Welcome to the Honors Program

"History of Honors Education at Georgia Perimeter College"

Honors education has been a part of the educational opportunities available to students at Georgia Perimeter College since 1967. At that time DeKalb Community College, subsequently DeKalb College, offered special Honors sections of courses that individual faculty members, such as Professors Susan Thomas and Joan Murray, would develop and initiate. Because of growing faculty and student interest, in 1981 Dean Ron Swofford organized an ad hoc college committee for the purpose of establishing an Honors Program for the College. Judy Michna, a member of the Humanities Department at the Dunwoody Campus, chaired the Committee. The goal of this committee was to create an Honors Program that would provide structure and management for the Honors courses and would provide stimulating academic opportunities, a recruitment tool for talented students, incentives for four-year institutions to recruit our students, and opportunities for co- and extra-curricular activities to enrich the College.

In 1983, the DeKalb College Honors Program was established.

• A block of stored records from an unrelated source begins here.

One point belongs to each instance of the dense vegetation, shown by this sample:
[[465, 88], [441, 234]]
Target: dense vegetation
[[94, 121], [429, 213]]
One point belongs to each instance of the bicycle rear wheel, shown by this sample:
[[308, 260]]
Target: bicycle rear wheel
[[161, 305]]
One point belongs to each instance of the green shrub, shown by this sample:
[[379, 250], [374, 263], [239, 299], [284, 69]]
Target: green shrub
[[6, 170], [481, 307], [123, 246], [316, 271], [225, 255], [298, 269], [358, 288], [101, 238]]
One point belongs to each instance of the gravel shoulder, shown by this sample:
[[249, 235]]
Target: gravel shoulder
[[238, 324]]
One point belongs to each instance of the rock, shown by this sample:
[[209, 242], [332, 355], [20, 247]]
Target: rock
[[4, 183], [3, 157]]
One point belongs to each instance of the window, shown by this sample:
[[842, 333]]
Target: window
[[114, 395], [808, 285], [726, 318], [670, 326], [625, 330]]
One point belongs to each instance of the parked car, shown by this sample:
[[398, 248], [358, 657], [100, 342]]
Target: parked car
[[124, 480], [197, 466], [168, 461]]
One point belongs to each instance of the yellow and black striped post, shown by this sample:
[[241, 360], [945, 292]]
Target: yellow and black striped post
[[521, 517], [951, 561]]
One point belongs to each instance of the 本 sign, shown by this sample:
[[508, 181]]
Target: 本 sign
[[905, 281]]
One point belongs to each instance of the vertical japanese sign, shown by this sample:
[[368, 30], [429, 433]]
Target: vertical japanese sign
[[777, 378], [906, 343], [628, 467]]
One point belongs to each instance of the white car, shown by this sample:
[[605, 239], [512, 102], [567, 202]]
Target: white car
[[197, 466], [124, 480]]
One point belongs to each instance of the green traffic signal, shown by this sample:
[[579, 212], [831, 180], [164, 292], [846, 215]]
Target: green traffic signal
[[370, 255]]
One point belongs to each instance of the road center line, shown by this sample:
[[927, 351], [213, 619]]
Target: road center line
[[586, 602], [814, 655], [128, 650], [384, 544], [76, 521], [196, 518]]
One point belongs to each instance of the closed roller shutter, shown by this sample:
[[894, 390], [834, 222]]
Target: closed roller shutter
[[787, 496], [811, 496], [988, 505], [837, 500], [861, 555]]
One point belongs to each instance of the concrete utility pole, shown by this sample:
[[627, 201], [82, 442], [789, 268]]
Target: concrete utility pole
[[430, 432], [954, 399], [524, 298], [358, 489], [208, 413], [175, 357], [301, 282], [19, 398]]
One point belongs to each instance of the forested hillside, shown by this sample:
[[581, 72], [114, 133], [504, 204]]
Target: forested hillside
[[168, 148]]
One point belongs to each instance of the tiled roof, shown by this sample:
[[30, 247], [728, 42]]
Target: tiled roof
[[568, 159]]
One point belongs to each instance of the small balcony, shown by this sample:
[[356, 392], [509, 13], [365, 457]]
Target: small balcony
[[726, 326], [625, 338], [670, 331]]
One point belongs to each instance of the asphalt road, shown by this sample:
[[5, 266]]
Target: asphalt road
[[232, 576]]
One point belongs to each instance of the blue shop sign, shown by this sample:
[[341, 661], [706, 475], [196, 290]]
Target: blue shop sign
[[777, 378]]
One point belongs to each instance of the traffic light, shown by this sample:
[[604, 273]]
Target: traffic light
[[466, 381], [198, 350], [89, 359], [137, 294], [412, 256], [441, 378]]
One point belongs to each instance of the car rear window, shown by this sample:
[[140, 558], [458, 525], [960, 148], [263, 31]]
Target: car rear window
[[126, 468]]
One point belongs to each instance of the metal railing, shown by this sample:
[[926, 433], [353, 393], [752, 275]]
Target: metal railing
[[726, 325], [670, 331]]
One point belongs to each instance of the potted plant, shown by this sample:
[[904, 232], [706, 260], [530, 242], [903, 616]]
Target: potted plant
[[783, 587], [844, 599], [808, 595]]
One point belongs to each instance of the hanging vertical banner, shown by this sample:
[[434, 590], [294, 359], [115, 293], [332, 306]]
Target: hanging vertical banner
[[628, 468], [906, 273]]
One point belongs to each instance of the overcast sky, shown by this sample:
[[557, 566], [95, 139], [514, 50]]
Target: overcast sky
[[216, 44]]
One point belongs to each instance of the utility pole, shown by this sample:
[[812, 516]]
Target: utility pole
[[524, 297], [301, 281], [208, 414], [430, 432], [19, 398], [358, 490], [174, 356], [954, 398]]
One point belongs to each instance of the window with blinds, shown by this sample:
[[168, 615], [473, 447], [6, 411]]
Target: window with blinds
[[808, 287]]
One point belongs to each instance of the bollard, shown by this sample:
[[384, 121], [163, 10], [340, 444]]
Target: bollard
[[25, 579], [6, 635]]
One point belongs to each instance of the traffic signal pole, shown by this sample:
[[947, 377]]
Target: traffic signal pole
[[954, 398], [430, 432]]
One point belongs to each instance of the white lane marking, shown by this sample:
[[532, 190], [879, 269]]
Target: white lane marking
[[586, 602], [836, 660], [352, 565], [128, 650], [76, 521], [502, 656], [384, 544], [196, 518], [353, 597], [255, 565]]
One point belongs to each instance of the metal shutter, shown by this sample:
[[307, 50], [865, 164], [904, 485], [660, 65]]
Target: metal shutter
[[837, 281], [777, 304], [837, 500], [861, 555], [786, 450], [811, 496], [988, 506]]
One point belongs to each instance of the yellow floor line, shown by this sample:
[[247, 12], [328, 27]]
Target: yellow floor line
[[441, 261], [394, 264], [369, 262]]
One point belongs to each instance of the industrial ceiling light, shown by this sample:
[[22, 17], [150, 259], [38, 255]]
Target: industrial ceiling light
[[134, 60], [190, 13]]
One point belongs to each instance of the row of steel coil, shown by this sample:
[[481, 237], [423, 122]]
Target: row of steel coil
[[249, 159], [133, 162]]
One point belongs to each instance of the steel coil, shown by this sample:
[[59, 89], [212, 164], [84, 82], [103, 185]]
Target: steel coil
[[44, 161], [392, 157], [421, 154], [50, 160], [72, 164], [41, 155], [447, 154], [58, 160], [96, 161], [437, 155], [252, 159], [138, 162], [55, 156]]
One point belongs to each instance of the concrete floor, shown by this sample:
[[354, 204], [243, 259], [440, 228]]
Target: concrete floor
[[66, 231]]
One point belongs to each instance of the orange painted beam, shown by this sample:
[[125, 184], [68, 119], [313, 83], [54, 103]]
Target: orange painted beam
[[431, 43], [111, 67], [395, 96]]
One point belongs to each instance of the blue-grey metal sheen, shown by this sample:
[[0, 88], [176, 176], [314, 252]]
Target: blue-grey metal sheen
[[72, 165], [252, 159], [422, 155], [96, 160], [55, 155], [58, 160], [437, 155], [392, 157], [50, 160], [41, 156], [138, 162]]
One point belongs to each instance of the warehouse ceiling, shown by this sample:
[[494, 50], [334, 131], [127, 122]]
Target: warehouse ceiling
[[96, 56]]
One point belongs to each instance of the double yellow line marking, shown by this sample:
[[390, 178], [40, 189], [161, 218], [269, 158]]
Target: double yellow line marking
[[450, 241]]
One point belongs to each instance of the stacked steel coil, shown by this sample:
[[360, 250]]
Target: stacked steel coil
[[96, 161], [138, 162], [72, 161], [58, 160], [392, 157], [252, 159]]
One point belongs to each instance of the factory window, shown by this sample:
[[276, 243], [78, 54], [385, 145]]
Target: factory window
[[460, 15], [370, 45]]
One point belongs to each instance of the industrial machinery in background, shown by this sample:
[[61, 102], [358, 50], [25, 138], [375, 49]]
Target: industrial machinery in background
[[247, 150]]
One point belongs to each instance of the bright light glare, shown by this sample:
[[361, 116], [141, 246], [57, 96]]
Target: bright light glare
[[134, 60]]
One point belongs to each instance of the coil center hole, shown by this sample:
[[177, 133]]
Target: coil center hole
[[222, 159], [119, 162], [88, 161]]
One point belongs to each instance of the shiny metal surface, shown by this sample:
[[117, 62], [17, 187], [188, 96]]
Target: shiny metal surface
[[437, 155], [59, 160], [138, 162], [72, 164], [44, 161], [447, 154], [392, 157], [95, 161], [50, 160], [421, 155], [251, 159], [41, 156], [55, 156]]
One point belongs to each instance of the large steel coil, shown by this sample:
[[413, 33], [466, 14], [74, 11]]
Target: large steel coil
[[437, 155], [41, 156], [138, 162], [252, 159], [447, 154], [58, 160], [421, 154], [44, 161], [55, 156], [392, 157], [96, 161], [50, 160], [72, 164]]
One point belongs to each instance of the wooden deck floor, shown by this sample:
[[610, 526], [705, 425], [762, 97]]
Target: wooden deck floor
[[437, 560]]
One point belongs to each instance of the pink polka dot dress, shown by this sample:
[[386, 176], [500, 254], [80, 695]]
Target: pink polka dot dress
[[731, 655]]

The first three Coordinators were Judy Michna at Dunwoody, Richard Clow at Decatur, and Susan Thomas at Clarkston. Other than the occasional course in the sciences, the vast majority of Honors courses were concentrated in the Humanities and Social Sciences. The Honors Program formally entered the Honors community by joining the Georgia Collegiate Honors Council (GCHC), the Southern Regional Honors Council (SRHC), and the National Collegiate Honors Council (NCHC). Richard Clow served as the third president of the GCHC in 1986-87. Susan Thomas served as its president in 1991-92. Professors Clow, Michna, and Thomas were honored by the Alumni Association in 1988 for their work with students in the Honors Program. Students in the Honors Program were then able to earn an Honors Certificate by taking five Honors courses.

The leadership and structure of the Honors Program was revamped with the hiring of Jeffrey Portnoy in 1992 to coordinate Honors at the Dunwoody Campus and Lawrenceville Campus, which offered its first Honors sections that year, and the appointment in 1993 of Susan McGrath as the Coordinator of the Clarkston, Decatur, and Rockdale Campuses. Under their guidance, the Honors Program increased the involvement for faculty and students on the state, regional, and national level. Honors administrators, students in the Honors Program, and faculty teaching Honors courses regularly attended and presented at the annual conferences of these Honors organizations. Portnoy has served twice as the President of GCHC (2000-01 & 2008-09). GPC has also served as the host institution for the annual meetings of the SRHC and the NCHC. Portnoy has also been on the Executive Committee of the SRCH. He has been the Co-Chair of the NCHC Publications Board since 1998 as well as the General Editor of its Monograph Series since 2004.

In 2004, an Honors Task Force co-chaired by Paul Hudson and Jeff Portnoy was constituted. The charge of the Honors Task Force was to reflect upon the short- and long-term needs of the Honors Program, the students it serves, and the administrators and faculty involved in Honors education and to recommend and seek support for the changes and structure it deemed appropriate. One immediate consequence of the work of the Honors Task Force and the contributions of many faculty curriculum committees was to more than double the number of courses that could be offered as part of the Honors curriculum, expanding from the Humanities and Social Science areas into Business, Science, and ultimately Mathematics.

In 2006, the Honors Task Force, with several adjustments in its membership, became the Honors Council, and Jeff Portnoy was appointed as the Interim Director of the college-wide Honors Program. Under this new organizational structure, Monica Benton serves as the Honors Coordinator for Decatur, Bill Price is the Coordinator at Dunwoody, and Salli Vargis coordinates the Honors Program at the Newton Campus. The new structure has produced some tangible benefits for students in the Honors Program, including the opportunity to earn an Honors Program Diploma for taking ten Honors Courses. Moreover, the GPC Honors Program now has a network of Articulation Agreements with four-year institutions that guarantee acceptance into the Honors Program at those universities as well as transfer scholarships for those who graduate from GPC and have earned an Honors Program Certificate or Diploma.

From offering only a handful of Honors courses some forty years ago, the Honors Program has blossomed into the largest two-year Honors Program in Georgia. The Honors Program typically offers during the academic year seventy or more independent Honors sections that enroll over 1,000 students and dozens of academic, literary, and artistic events that enrich the intellectual and cultural milieu of Georgia Perimeter College.